To minimize costs associated with upkeep and shipment of magnetic media, the internet is the primary method of distribution for U.S. genetic evaluations. Evaluation data are provided in several files and formats to accommodate the needs of users. Most evaluation files (both general access and organization-specific) are available for downloading in a compressed, password-protected format before release day to reduce electronic transfer congestion on release day. The password to access the files is provided on release day. Password-protected sites are provided to individual AI organizations for files of bull and daughter evaluations. Other bull owners are mailed reports for their bulls. Large files of cow evaluations are copied to magnetic tape and delivered by overnight courier services to some breed registry societies and dairy records processing centers.
Updated evaluations from Interbull are made available in February and August on release day after determining whether the U.S. or Interbull evaluation is to be considered official in the United States. An Interbull evaluation is official if the U.S. evaluation has a reliability of less than 80% and the Interbull reliability is greater than the U.S. reliability by 5% or more (VanRaden et al., 1997).

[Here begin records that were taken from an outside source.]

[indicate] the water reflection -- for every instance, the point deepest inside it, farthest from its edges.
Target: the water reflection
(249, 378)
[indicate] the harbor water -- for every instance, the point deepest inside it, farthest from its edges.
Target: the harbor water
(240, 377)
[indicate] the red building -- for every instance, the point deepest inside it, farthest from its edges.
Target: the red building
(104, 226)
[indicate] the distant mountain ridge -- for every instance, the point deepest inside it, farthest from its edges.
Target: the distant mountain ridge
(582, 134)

All genetic evaluation information calculated by the Animal Improvement Program Laboratory is accessible through a web site (http://aipl.arsusda.gov). Individual animal queries are possible, and files with subsets of bull and cow evaluations can be downloaded. Access to additional query functions enables breed registry societies and dairy records processing centers to list all the cows in a cows management group, to display a four-generation pedigree for an animal and its ancestors, and to select evaluation records for groups of cows or for all the cows in groups of herds. These on-line tools enable cooperators to investigate evaluations of individual cows and to acquire genetic information on the cows of new clients. Password-protected areas allow exchange of files specific to cooperating agencies including breed societies, processing centers, and AI organizations. Individual dairy producers also can obtain genetic information from dairy records processing centers and breed registry societies.
The author thanks T.J. Lawlor, Holstein Association USA; N. Gengler, Chargé de Recherches, Fonds National Belge de la Recherche Scientifique; and J.C. Philpot and S.M. Hubbard, Animal Improvement Programs Laboratory, Agricultural Research Service, U.S. Department of Agriculture, for manuscript review.